In the Israeli sports reality, there are no budgets for competitions for such age groups - only for youths and seniors, as confirmed yesterday by Gili Lustig, head of Israel's Elite Sports Unit. "Personally, I think every world or European championship deserves funding," he said.

Eddie Koaz, chairman of the IJF, thinks so too. "If I had a budget, I would send a delegation of 12 people, and I believe we would maintain the level of achievements that we have demonstrated throughout the year," he said.

Only two judokas will represent Israel at the championships - Tania Siman-Tov, who is being funded by her personal sponsor, and Rostik Lis, who played a part in the weekend triumph and is being sponsored by his club, Hapoel Bat Yam.

The other judokas, who do not have sponsors and are unable to fund the trip themselves, will not be going to the competition.
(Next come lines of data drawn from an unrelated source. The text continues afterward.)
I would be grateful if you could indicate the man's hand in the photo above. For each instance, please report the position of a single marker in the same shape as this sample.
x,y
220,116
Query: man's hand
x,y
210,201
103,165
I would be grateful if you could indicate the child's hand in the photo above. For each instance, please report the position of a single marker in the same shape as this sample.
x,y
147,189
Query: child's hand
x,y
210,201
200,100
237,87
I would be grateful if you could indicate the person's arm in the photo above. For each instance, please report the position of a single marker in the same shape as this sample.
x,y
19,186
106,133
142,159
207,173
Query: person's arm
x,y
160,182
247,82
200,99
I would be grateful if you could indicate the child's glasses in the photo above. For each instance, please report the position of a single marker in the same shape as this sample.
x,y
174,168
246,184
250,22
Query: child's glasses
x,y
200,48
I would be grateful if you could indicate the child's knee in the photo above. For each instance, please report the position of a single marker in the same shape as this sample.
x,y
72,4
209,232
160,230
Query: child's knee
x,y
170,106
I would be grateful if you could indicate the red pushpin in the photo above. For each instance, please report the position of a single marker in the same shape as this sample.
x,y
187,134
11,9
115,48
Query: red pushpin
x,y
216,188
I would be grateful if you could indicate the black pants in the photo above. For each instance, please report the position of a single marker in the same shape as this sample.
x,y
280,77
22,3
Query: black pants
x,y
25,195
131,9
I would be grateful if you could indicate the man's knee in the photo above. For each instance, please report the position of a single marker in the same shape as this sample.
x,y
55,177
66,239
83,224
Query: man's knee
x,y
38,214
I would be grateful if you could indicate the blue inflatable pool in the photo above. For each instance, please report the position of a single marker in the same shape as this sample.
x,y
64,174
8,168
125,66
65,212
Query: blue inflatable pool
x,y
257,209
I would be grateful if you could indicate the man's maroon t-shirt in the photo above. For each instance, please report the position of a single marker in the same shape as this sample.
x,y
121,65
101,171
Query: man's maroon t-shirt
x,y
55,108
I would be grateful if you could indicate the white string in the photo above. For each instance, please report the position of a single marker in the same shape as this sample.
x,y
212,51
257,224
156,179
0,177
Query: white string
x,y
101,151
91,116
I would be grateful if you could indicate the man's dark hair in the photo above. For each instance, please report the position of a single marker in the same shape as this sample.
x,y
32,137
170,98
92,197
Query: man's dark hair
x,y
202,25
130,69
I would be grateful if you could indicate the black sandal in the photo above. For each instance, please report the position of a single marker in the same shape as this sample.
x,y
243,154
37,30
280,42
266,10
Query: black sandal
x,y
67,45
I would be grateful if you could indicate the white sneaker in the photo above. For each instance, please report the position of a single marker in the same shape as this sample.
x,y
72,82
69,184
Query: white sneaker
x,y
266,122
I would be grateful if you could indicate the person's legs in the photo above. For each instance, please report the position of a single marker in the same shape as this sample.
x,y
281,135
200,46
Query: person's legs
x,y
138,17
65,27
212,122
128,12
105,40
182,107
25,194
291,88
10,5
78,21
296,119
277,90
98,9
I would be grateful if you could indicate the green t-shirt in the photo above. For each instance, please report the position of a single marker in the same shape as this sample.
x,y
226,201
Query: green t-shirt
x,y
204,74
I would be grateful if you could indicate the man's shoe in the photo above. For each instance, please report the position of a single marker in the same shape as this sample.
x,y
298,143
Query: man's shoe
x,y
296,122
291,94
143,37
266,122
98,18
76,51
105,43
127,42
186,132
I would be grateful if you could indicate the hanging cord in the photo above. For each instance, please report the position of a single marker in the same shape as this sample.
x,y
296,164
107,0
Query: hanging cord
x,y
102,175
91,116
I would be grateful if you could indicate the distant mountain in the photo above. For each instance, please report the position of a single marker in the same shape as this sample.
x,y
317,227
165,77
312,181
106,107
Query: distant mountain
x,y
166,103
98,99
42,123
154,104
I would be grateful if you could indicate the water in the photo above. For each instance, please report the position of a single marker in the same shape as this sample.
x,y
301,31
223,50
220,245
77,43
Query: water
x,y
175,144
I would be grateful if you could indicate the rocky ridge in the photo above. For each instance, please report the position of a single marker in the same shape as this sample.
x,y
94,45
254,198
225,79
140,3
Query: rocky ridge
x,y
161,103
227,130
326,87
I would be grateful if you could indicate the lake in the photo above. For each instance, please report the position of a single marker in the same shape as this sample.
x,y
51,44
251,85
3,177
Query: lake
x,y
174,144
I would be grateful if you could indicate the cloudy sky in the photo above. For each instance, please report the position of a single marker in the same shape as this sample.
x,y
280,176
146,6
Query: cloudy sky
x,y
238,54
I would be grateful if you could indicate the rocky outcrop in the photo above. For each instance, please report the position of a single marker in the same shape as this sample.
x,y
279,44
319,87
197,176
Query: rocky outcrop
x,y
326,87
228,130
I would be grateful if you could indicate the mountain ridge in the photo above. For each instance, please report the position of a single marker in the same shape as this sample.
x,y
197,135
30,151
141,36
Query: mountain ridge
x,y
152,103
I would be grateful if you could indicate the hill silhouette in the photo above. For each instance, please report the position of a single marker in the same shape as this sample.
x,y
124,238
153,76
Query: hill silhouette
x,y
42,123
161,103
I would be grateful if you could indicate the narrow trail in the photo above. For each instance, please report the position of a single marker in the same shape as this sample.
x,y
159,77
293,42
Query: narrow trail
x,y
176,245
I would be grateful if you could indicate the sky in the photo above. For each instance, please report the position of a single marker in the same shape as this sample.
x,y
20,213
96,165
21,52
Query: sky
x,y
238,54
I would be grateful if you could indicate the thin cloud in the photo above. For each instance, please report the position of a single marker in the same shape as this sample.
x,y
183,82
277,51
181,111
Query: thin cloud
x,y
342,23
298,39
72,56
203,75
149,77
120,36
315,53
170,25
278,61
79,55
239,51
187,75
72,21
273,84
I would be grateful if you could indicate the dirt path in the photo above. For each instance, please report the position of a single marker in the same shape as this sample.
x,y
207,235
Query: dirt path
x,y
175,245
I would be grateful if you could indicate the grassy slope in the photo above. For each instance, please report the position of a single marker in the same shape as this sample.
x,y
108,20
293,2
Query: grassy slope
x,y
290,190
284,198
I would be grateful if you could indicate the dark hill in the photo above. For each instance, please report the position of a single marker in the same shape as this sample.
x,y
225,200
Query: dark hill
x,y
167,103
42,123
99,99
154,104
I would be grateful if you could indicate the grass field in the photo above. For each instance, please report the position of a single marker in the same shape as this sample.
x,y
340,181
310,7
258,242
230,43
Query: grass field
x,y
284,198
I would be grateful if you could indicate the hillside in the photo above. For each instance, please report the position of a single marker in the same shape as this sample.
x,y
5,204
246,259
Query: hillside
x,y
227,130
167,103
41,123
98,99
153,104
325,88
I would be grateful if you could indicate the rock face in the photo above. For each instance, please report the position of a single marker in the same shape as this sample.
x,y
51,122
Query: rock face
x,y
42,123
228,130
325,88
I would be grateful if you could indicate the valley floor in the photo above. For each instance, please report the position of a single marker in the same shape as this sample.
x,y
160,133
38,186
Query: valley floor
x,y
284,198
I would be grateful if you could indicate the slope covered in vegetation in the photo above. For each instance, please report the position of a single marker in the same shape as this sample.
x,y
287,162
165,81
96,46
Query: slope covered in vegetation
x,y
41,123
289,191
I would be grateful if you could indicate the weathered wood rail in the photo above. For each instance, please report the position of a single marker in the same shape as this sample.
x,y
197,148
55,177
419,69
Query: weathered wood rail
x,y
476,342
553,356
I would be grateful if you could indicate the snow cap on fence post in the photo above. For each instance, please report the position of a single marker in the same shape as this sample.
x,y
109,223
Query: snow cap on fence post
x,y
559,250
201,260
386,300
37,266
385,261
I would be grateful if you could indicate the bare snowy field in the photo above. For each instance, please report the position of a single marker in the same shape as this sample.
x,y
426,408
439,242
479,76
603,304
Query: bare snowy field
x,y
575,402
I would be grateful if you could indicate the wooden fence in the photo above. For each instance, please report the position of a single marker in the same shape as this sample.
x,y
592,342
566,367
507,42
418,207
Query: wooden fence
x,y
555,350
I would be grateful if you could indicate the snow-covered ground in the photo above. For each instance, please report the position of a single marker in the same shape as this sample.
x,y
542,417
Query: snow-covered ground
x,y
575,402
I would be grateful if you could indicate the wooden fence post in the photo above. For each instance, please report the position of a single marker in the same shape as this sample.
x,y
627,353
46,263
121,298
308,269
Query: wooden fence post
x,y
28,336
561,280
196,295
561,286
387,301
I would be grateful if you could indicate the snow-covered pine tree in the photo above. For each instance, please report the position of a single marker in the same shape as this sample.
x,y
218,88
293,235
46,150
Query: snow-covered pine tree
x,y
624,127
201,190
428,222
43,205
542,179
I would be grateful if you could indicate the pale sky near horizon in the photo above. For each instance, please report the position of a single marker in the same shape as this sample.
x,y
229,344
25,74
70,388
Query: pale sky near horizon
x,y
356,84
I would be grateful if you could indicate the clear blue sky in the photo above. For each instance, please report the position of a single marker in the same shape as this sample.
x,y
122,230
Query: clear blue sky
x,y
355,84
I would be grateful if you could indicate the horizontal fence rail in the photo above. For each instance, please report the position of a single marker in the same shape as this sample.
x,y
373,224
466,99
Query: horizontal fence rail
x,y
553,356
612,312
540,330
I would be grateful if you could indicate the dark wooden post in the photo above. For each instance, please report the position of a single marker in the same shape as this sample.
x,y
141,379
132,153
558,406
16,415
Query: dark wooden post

Alon Sasson, who was a part of the squad that won the European team competition over the weekend, is one of the unlucky ones.

"My coach, David Reznick, and I have thought about it, and I haven't given up yet; but it's the decision of the federation, and there is no money. If there is, I am sure I can do well at the championship," he said.

Israel's triumphant judokas returned home yesterday and were welcomed at Hadar Yosef Stadium, where they held a press conference.

"We didn't think such an achievement would come so quickly," said Koaz at the welcome-home ceremony. "I want to thank the sportsmen, who took to the mat and fought like lions despite the fact that there were no replacements for them ... Hearing Hatikva in the hall in Hungary was very emotional. The achievement is even greater because we went there without the injured Arik Ze'evi."

Israel captain Yoel Rozvozov:

"We made history by beating [judo] superpowers such as France. Everyone wanted to get us in the draw because we were relatively weak. I didn't think we had a chance of winning the gold medal without Arik, but everyone fought hard... It saddened me to open the newspapers today and saw a headline about soccer and something small about judo. This is the first time the Israeli team has won the title of European champion, and people don't understand the achievement and the history we have made."

Deputy Sports Minister Majali Wahabi, who was also on hand to greet the victorious judokas said the sport would be the first to enjoy a budget increase in 2006.